Exploiting Market Inconsistencies to Win Fantasy Baseball

Most fantasy baseball players, including most fantasy baseball experts, don’t know how to determine a player’s actual value.  For example, which of the following two players do you believe is more valuable?

  • Player A:     85 Runs, 25 HR, 100 RBI, 20 SB, .250 average
  • Player B:      90 Runs, 10 HR, 65 RBI, 30 SB, .290 average

When assigning value to players, we tend to do so through a vague system of guesswork and hunches.  At best, we might use some underlying philosophies about fantasy baseball to inform our judgment.  My guess is that most readers would choose Player A as having the most value based on the belief that power is more valuable than speed.  At the same time, I’m sure there are at least a few managers scared off by Player A’s .250 batting average.

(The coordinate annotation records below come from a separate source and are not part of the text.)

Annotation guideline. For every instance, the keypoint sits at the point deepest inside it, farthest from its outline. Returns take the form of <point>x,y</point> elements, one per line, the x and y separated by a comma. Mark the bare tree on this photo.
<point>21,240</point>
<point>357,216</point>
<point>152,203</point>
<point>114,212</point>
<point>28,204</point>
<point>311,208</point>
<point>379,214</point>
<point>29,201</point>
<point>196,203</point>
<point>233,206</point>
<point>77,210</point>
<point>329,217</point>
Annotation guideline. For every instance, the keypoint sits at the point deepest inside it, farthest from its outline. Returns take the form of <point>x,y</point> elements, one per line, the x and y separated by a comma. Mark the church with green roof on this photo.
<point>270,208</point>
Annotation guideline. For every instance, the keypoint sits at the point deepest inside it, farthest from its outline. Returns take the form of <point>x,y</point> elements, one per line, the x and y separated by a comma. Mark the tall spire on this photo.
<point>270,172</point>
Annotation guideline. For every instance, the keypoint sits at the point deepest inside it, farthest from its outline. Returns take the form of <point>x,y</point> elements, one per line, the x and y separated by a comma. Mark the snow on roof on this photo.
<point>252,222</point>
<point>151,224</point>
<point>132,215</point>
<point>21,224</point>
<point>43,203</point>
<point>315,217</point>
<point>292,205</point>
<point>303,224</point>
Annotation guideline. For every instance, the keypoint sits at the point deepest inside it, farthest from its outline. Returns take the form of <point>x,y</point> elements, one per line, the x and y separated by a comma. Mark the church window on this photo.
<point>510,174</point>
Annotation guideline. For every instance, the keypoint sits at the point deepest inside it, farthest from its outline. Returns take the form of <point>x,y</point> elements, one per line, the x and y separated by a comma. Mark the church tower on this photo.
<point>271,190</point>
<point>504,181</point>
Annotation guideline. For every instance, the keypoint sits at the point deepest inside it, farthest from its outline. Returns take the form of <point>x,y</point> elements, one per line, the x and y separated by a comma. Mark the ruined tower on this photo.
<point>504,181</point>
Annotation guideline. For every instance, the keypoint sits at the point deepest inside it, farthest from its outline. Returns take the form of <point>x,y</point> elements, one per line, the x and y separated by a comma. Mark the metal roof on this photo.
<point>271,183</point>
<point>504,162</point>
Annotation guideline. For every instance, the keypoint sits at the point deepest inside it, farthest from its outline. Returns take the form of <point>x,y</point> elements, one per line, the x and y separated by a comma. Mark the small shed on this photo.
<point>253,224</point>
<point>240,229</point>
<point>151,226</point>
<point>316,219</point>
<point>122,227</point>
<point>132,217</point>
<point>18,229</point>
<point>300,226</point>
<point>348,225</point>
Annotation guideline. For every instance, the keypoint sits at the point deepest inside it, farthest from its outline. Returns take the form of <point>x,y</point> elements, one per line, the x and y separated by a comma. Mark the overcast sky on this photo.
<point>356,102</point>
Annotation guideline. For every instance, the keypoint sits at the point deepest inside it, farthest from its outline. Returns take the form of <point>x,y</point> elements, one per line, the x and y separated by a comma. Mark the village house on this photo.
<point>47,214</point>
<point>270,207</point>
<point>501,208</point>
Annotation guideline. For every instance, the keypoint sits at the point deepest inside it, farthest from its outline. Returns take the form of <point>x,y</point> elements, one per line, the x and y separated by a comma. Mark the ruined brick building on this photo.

Until a few months ago, I didn’t know how to determine which player was more valuable, but I did have a general sense that the fantasy baseball community tended to overvalue certain categories at the expense of others.  Last season, I designed a draft strategy that aimed to exploit what I perceived as inconsistencies in categorical values, and I tested my strategy in three leagues.  For my efforts, I was rewarded with three fantasy championships and enough money to buy one and a half Chocolate Lionel Richie Heads.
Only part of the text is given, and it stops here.